L'itihāsa e l'adbhutarasa devono essere considerate assieme per rendere conto di quel particolare rapporto copia-originale che provoca lo scuotimento emotivo del soggetto ogni volta che è sottoposto alla ripetizione di un racconto di meraviglia. È proprio la diversità di questo paradigma narrativo che consente la compresenza di ripetizione e meraviglia; dotando la cornice del racconto di una tensione digressiva sempre cangiante si ottiene un posizionamento estetico del soggetto sempre differente e spiazzante rispetto al precedente: "L'"ancora una volta" è separato da ciascun caso precedente da uno iato irriducibile che continua a generare variazioni, e con esse meraviglia, a ogni nuova narrazione" (p. 88).
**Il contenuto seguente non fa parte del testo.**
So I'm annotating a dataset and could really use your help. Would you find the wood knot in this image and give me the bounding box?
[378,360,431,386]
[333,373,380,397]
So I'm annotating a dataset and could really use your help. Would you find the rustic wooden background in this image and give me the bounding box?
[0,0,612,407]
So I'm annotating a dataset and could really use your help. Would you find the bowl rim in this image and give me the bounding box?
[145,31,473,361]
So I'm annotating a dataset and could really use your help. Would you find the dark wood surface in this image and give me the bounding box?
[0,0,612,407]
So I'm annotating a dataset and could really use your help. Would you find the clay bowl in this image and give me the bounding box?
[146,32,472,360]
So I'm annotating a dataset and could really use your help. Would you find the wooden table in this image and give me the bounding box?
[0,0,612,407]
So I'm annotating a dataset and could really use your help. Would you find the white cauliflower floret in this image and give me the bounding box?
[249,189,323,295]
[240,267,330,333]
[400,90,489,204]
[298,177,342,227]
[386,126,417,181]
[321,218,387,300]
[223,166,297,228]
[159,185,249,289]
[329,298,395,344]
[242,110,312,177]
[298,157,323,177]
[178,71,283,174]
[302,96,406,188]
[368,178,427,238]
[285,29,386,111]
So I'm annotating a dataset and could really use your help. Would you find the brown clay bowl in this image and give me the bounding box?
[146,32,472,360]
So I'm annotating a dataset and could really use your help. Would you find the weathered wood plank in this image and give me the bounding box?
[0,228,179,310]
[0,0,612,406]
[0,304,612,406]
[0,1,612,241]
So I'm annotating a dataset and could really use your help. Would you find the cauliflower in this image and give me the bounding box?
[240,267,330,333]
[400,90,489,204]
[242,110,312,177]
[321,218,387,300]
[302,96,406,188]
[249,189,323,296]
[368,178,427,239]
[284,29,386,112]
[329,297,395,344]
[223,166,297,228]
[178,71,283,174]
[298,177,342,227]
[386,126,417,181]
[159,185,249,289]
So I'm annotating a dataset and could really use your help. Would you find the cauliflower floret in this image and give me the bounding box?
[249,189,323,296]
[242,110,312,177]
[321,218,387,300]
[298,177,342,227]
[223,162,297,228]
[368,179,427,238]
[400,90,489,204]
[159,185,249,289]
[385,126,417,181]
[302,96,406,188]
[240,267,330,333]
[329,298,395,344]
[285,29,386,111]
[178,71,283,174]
Nell'ultima parte del volume Guha presenta uno degli ultimi interventi di Rabindranath Tagore sulla questione della storiografia. A ulteriore rinforzo delle precedenti considerazioni il monito del poeta indiano si rivolge al modo accademico e colonialista di scrivere la storia, che finisce per escludere la vita quotidiana, il vissuto più profondo di tutte quelle persone che nell'interazione di ogni giorno intessono una rete di relazioni condivise e tramandate, la quale costituisce quegli ampi pezzi di storicità dinnanzi ai quali il progetto storiografico coloniale si mostra del tutto inadeguato. È soltanto grazie all'azione congiunta di letteratura e storiografia che per Tagore si può recuperare questa dimensione della storicità espulsa da ogni rappresentazione, solo se il discorso storico si arricchisce della creatività del poeta si può rendere conto dell'idea fondamentale dell'impresa storiografica di Guha, cioè, con le parole di Massimiliano Guareschi: "quella di uno spazio autonomo della politica dei subalterni, che in forme proprie, attraverso la mobilitazione di modelli organizzativi e riferimenti simbolici specifici, si giustappone allo spazio politico delle élite" (p. 8).